VTGDF owns a promissory note that has been estimated to be worth $61.477 million, due December 2016:
Section 1.02 Purchase Price. In consideration for the purchase and sale of the Purchased Shares and the contribution of the Seller VESI Receivable to the capital of VESI, Buyer shall pay to Seller $61,477,000 (the "Purchase Price"), which shall be paid in the form of that certain Secured Promissory Note issued by Buyer to Seller, dated as of the date hereof, in the amount of the Purchase Price and attached hereto as Exhibit A (the "Note"), which Note, along with the obligations of Buyer thereunder, is secured pursuant to the terms of that certain Security Agreement, dated as of the date hereof, entered into by Buyer and Seller and attached hereto as Exhibit B (the "Security Agreement")
Final note on the relationship between Vantage Drilling International and VTGDF:
Vantage Drilling International (formerly known as Offshore Group Investment Limited, OGIL) is a private company who owns the "Vantage Fleet", and VTGDF is only a shell company currently in liquidation, which owns a promissory note worth $61.477 million, that should be repaid before December 2016.
Note: In the last conference call, Vantage Drilling International said it has issued 655K new shares representing 13.1% of the outstanding shares of the new company to Vantage drilling Co. -- 5 million -- in exchange of the promissory note. I was not able to confirm it, because I could not access the last 10K filing.
In my opinion, VTGDF is not worth much, after deducting all liabilities, I do not see what can be left to shareholders?
The question remains about the Platinum Explorer and the arbitration against Petrobras? It is hard to imagine Petrobras - which is a National Oil Company NOC - to be forced to pay an early termination fee. However, we cannot totally eliminate a possible favorable decision against Petrobras. However, any proceeds will go to Vantage Drilling International.
Fleet status of Vantage Drilling International.
|Vantage drilling International 4/1/2016||2016||2017||2018||2019||D rate|| |
A quick look at the Vantage Drilling International balance sheet on 12/31/2015 shows that the promissory note was classified as a liability "note payable to parent", but will be exchanged with 655k shares or 13.1% of the total outstanding of Vantage Drilling International.
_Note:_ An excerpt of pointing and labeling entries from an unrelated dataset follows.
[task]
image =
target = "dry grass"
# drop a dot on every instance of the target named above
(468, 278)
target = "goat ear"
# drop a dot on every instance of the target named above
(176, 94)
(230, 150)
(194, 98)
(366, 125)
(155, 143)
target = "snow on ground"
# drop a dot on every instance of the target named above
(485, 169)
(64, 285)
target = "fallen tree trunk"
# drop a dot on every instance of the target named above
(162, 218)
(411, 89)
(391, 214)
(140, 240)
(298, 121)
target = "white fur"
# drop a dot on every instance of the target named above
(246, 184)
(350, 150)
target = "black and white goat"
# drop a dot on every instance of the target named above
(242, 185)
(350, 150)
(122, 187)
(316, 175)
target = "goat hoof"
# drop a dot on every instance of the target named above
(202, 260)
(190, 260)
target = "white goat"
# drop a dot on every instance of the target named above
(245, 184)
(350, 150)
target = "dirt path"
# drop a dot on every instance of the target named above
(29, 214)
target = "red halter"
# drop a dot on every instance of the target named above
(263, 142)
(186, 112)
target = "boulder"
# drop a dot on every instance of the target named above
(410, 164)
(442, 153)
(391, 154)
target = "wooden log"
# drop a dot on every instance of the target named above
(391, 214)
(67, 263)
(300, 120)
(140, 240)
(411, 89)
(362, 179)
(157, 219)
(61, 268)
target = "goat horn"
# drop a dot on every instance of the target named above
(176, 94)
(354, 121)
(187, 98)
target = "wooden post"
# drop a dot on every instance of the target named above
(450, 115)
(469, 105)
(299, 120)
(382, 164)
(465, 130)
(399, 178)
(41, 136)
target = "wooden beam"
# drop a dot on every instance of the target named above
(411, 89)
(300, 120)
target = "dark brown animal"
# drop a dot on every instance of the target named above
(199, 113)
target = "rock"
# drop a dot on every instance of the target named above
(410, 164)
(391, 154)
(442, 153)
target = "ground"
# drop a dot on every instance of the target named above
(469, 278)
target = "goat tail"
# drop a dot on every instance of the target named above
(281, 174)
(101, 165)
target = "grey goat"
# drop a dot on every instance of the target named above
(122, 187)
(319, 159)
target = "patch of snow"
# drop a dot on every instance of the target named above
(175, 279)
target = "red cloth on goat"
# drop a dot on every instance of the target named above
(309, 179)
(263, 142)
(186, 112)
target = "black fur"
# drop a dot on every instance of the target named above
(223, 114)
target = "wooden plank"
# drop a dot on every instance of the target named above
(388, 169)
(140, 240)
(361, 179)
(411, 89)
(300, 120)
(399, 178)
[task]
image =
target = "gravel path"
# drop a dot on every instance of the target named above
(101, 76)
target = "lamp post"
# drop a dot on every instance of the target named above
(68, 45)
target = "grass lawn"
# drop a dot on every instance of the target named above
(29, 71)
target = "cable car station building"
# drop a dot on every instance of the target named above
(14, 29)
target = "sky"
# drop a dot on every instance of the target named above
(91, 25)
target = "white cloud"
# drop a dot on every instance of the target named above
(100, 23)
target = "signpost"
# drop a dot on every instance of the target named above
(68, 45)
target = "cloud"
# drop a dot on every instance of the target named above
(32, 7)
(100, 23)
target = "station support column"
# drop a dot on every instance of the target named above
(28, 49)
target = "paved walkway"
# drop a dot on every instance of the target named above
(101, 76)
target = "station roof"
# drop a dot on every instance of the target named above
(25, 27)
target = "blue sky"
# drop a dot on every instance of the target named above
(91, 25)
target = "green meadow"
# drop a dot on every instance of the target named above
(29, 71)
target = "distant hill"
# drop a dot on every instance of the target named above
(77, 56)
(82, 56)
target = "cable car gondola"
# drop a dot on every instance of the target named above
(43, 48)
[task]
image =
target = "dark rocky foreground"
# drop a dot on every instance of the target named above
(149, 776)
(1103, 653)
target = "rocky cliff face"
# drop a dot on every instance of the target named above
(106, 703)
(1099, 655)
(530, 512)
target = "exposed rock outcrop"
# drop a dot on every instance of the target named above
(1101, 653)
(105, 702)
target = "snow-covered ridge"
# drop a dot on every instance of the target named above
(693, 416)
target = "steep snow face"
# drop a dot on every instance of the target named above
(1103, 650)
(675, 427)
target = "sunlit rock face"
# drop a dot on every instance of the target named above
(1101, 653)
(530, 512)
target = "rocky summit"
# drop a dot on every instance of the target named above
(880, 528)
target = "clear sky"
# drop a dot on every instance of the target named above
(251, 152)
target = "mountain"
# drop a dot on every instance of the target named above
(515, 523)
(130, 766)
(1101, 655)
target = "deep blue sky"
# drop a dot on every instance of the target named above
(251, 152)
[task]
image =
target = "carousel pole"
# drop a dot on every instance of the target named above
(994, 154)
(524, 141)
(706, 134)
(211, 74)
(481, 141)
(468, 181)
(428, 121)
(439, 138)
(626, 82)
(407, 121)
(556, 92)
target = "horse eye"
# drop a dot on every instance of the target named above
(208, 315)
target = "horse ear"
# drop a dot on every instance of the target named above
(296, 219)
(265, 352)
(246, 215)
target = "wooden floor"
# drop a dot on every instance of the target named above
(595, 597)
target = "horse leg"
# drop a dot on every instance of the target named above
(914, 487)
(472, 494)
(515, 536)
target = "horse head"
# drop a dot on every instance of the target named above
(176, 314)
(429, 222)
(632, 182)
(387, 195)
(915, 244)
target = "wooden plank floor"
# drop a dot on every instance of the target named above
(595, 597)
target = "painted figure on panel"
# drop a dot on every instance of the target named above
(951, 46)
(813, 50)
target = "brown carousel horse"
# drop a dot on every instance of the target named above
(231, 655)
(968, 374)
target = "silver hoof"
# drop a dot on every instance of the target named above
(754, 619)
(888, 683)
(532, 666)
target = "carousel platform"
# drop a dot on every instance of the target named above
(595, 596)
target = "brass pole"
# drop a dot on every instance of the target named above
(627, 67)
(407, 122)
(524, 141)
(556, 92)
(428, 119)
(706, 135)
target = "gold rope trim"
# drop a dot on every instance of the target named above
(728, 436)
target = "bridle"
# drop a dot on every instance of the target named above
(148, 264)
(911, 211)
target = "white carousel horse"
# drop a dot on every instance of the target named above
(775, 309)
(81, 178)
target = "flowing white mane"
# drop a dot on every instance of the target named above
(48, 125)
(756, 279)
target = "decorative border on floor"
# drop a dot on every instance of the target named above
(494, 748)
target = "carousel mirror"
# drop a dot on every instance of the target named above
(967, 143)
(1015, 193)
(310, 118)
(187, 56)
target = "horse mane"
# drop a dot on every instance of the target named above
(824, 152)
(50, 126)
The future outlook is quite negative for Vantage Drilling International with a very limited contract backlog in 2016-2018. The company could be an excellent candidate for a takeover at a distress price, due to the quality of the fleet.
On February 19, 2016, Vantage Drilling International announced (my article) the following:
Vantage Drilling International signed an agreement for a two-year extension of the Tungsten Explorer contract; the ultra-deepwater drillship will now work until October 2018, the company said Feb. 19.
Quickly after the news, VTGDF jumped from 0.003 to 0.02+, and it was evident that the rally was directly correlated to the news of the Tungsten Explorer contract extension.
I do not recommend to invest in VTGDF or even trade the stock at all. The stock will have a very remote value when all is said and done, in my opinion.
Disclosure: I/we have no positions in any stocks mentioned, and no plans to initiate any positions within the next 72 hours.
I wrote this article myself, and it expresses my own opinions. I am not receiving compensation for it (other than from Seeking Alpha). I have no business relationship with any company whose stock is mentioned in this article.